J’observe avec délice le soulèvement discret de sa cage thoracique. J’ai toujours trouvé ce mouvement d’une délicatesse inouïe chez une femme. Observer cette cage est un ravissement. Elle se pose avec élégance à la manière de doigts amoureux protégeant avec tendresse les aspects les plus précieux et pulsatiles de l’être, les poumons, le cœur.
Contenant les vagues de la respiration, comme la terre contient les ressacs de l’océan.
Elle m’a instantanément ému.
Elle a la grâce de ces femmes qui ont le talent de porter en elles à la fois une certaine rigidité et une souplesse infinie.
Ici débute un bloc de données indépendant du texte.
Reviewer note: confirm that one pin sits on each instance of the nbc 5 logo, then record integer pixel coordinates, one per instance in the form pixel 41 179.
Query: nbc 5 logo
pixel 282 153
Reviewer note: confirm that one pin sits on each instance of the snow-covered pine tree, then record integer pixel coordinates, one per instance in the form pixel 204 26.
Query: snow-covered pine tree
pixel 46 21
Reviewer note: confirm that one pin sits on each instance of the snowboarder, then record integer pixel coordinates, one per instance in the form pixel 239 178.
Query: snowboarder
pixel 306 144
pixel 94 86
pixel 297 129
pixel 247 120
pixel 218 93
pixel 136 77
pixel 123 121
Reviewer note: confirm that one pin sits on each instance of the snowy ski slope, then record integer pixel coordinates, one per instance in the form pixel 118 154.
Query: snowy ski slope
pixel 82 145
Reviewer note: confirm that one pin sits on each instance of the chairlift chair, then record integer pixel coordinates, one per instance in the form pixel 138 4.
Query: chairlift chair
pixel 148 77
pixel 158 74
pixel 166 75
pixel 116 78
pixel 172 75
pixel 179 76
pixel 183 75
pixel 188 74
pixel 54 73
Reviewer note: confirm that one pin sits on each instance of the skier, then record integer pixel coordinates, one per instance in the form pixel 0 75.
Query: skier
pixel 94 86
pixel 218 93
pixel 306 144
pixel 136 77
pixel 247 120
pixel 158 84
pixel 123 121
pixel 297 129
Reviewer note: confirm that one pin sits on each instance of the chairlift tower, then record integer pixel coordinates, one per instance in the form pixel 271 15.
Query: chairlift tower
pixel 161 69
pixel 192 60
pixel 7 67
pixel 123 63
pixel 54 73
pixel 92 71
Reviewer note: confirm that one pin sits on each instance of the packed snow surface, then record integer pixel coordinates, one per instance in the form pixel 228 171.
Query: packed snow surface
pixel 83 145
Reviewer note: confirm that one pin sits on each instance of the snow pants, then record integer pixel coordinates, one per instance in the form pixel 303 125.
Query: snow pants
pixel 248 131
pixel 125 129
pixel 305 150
La tenue du corps est à la limite de la raideur, à la frontière de l’austérité, et le paradoxe s’installe dès lors qu’elle se meut. Une fluidité, une rondeur des gestes accroche le regard, ensorcèle. Une façon d’aller au bout du mouvement, chaque élan de sa poitrine nourrit un geste infime qui fait tressauter le cœur.
Je ne saurais vous dire si elle est belle. Je préfère vous parler de ce qu’elle anime en moi. De ce que me procure la vision de son visage fin dont les contours tendent à se faner imperceptiblement, de ces yeux d’un bleu de glacier qui vous donnent le sentiment à chaque regard que votre être pourrait glisser dans une anfractuosité, de ses hanches larges à la cambrure que l’on croirait avoir été taillée pour des paumes masculines.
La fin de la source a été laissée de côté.